By Ira Gostin

For over fifty years the entrepreneurial spirit of Cuba was frozen in time. But now, with the change in diplomatic and economic relations with the United States, Cuba has seen the birth of the cuentapropista, or entrepreneur.

For most of us in the U.S., Cuba has been the forbidden island. Some of us grew up with the fear of nuclear attack, with the Bay of Pigs and the headlines of the Soviet influence, secret police and isolationism that represented this mythical place.

Old cars, mojitos, Cuban jazz, cigars and the larger than life Fidel have been the knowledge base of what Americans know about Cuba. Sprinkle in some baseball and Communism and that’s the extent of it.

But in-person, you find a kind, passionate, curious population, who desperately want to know their norte americano neighbors and be a part of the global culture. While my experiences might not be definitive in just two visits, I have found there to be a fascination with Cubans wanting to know us. “Why do you hate the Cuban people,” I was asked by Esmeralda, an elderly woman at a jazz club two years ago. I tried to answer that it’s not hate, but propaganda, big ego leaders, failed policy and a lack of change that has kept our two peoples apart. She shared with me stories of her happy life, her children and grandchildren and her love of music. She was very forgiving of my Spanish, and hopeful of a relationship between two countries she did not ever think she would see in her lifetime.

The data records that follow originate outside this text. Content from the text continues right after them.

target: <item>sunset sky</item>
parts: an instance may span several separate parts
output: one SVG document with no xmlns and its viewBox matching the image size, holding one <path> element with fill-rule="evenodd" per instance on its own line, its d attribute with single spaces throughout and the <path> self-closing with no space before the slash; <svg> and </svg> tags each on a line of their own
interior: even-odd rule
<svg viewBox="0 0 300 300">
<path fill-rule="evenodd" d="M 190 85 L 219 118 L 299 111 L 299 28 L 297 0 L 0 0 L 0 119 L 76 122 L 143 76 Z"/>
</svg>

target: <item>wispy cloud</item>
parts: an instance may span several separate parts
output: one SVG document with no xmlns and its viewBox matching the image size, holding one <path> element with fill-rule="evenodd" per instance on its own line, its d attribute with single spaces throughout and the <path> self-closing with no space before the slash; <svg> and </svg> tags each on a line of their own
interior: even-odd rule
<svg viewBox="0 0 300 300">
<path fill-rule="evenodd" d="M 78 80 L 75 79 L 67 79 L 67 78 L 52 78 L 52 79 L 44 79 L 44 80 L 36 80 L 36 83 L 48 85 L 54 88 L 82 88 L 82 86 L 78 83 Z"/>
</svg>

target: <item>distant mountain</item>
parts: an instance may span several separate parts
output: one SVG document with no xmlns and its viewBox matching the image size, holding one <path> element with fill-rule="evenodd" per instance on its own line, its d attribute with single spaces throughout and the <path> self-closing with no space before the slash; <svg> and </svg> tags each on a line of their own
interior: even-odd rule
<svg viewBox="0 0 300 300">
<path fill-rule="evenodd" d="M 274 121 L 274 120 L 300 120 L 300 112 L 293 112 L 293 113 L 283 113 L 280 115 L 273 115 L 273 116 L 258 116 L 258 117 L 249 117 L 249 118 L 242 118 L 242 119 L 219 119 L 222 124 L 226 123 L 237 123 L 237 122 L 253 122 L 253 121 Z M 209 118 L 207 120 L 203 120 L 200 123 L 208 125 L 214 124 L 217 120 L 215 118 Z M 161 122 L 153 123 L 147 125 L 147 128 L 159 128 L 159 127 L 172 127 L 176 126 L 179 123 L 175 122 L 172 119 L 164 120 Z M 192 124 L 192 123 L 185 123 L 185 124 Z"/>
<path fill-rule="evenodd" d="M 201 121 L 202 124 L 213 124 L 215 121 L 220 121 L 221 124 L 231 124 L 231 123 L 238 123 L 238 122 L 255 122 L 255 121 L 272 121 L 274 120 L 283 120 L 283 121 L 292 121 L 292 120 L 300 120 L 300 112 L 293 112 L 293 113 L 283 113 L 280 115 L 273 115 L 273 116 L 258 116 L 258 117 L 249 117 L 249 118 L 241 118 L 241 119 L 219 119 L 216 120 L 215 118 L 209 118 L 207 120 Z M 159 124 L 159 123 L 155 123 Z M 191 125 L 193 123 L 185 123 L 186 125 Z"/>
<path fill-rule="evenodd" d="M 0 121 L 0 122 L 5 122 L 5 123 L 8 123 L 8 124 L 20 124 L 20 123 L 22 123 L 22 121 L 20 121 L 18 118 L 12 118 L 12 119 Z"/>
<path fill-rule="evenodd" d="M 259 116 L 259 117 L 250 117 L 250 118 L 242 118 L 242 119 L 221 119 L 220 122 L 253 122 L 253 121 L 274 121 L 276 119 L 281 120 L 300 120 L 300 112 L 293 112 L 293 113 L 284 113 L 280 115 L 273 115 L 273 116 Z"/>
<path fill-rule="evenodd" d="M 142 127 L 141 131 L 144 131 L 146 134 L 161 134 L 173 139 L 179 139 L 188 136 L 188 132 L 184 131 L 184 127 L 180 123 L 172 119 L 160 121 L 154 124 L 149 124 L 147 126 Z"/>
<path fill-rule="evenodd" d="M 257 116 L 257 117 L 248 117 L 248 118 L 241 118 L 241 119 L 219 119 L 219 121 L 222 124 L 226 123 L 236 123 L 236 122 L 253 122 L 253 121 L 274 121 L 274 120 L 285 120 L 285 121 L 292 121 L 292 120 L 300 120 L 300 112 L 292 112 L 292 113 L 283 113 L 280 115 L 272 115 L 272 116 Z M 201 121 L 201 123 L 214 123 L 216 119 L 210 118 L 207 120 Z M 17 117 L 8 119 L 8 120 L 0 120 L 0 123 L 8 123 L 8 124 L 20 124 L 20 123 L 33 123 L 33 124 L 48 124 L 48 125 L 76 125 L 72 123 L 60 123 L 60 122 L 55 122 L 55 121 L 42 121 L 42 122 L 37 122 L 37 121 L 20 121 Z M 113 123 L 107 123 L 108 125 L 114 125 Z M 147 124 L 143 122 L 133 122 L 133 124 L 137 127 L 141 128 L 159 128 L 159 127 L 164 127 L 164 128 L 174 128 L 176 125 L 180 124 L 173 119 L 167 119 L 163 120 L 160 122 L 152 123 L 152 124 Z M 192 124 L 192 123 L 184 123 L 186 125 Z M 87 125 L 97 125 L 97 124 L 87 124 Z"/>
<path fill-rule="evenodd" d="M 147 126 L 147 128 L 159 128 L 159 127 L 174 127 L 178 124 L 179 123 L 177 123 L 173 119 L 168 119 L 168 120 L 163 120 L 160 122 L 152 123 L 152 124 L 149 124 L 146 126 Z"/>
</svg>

Paladares are the privately-owned restaurants that have become legalized in Cuba over the past few years. They began about four years ago in the homes of families, licensed by the government, but individually owned.  The restaurants were the first driver of capitalism in the country.  Now you can find restaurants that are in buildings, not just homes.

In the two years since my first visit, I have met an artist, jazz club owner, jeweler, hair stylist and chauffer, all cuentapropistas who are hungry for information about entrepreneurism and contributing towards moving the Cuban economy and culture into the 21st century.

According to the executive director of the Northern Nevada International Center at the University of Nevada, Reno, this is the time for Cuban entrepreneurs to forge their place in the world. “For Cubans, the key to economic improvement will be their ability to start their own businesses and explore entrepreneurial opportunities,” said Carina A. Black, Ph.D.

“For the past six decades, such efforts have been stifled by the government, yet Cubans are hungry to re-engage with the rest of the world and showcase their culture, their music and other treasures.  This is an exciting time for closer engagement between U.S. and Cuban entrepreneurs and to forge relationships that will benefit both sides,” she added.

This isn’t political commentary. Fifty years of failed policy begged for change. This is about the Cuban people and us norte americanos moving the global economy forward. I’m looking forward to positive changes by President Raul Castro, cultivation of the Cuban entrepreneurial spirit and to our next visit.

Ira M. Gostin, MBA, is the president and chief marketing officer of 120 West Strategic Communications. He and his wife are frequent world travelers and just returned from their second trip to Cuba visiting Havana, Pinar del Rio and Vinales.